At the moment, for example, the only country able to enrich uranium to a standard high enough for use in state-of-the art small nuclear reactors is Russia. That is problematic, to say the least, and after 2028, the US will not be able to obtain this material, which is known as high assay low enriched uranium (HALEU). Earlier this month, the US Department of Energy (DOE) put out a request to the private sector asking for proposals on how much it would cost, and how it would work, to make HALEU in the US. Silex believes it can (in joint venture with Canadian uranium giant Cameco) produce the HALEU the United States needs.

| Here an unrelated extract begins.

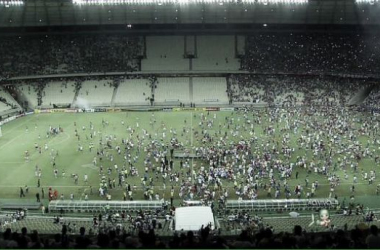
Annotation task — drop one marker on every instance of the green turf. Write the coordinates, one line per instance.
(16, 172)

Silex Systems is not profitable, and not expected to be for several years at least. But Shaw (and other brokers) are quite bullish on Silex Systems, and just maybe, its time has arrived.

Important: This content has been prepared without taking account of the objectives, financial situation or needs of any particular individual. It does not constitute formal advice. Consider the appropriateness of the information in regard to your circumstances.